At the same time automated tests will create thousands of lightning nodes on an internal test network and purposely use them abusively. If any of these tests fail than it doesn’t get in.
Once through that it will be released as an experimental feature seeking node operators to use and test it in the wild. After staying there for probably quite a while, it would be officially released.
The docs describe how to use it and that’s kind of it. At that point the only way for people to know to use it is digging through the docs or outreach telling people they can.
I suspect the larger nodes are already paying attention though and will eagerly adopt these things without needing any coaxing.
Hm that’s an interesting question and kind of hard to speculate on. Before LDK came along I didn’t think an enterprise-first style implementation would exist and now we have one of those with phantom nodes and other cool scale based features.
I think pretty highly of the existing Lightning devs out there. If they won’t add a particular feature I suspect there would probably be a good reason for not doing it.
In the near term it does feel like there is just a ton to be done and too few to do it all. But perhaps one day lightning will ossify and we’ll look be able to look back and say oh hey it’s done.
I don’t see a day like that coming anytime soon though.
One area Lightning devs aren’t working on is automated channel management and rebalancing and I do suspect that area will see some pretty awesome innovation over time. If that progress well, and I suspect it will, we’ll eventually have one button lightning node deployments that just do everything for you automatically.
Thanks man!
Day to day it’s a lot of reading and writing code. Splicing is a bit of A doozy. It affects so many other parts of code base I often find myself jumping around having to understand more and more of all that’s going on compared to a more insular feature.
Compared to previous work it’s definitely a lot lot harder. There’s two main reasons for that a think:
- Lightning is just complex. There’s a saying I like, “lightning is all the parts of bitcoin you didn’t understand plus a whole bunch of new things you didn’t understand.”
- It’s all being written for the first time. A common technique for other coding projects is to search stack overflow for a problem you run into and finding premade solutions. There are also lots of tools out there to help with common coding problems. With lightning problems that come up neither exist so you’re just on your own. It’s very frontier work feeling.
I got started by… just getting started I guess lol. I spent a few months just reading the code base and trying to fix little things here and there as I went. @niftynei was very generous and continually helped me work through parts that were complex to understand. As a lightning dev veteran she has a lot of deep knowledge on it all.
In the end they’re all open source projects and anyone can contribute. And how cool is it to work on Lightning? I think it’s pretty great to be able to anyway 🤣.
I think the process is the right level of difficulty at the moment.
At its core the protocol is really defined by what features nodes have & enable, negotiated between two of them.
The spec process doesn’t really have control over that, it’s more of a coordination effort that provides a place for the Lightning developers to both establish interoperability and also get vital feedback from each other.

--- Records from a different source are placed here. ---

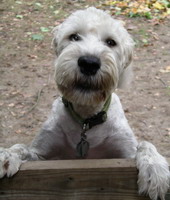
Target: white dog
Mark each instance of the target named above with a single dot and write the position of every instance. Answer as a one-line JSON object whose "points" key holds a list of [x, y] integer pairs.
{"points": [[94, 55]]}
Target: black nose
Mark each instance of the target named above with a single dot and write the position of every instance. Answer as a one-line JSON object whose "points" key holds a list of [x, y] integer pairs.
{"points": [[89, 65]]}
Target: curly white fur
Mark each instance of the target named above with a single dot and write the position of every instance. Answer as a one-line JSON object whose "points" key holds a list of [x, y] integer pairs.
{"points": [[113, 139]]}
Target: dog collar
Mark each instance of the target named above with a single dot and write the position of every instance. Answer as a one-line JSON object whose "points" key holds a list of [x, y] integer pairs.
{"points": [[86, 124]]}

Since we’re coding money itself that feedback process is great for revealing potential problems early on that one person may be more equipped to understand than another.
It also functions as a blue print for future Lightning implementations and I think that’s important in its own right.
For routing nodes splicing enables some cool liquidity management options.
By resizing channels you can move extra onchain funds into a valuable channel as well as move funds out of a less valuable channel.
You can even do both at the same time, moving funds between channels and there’s essentially no limit on the number of channels you can do this to at once.
And it’s all in the most efficient method possible (a single transaction) without relying on any central coordinator.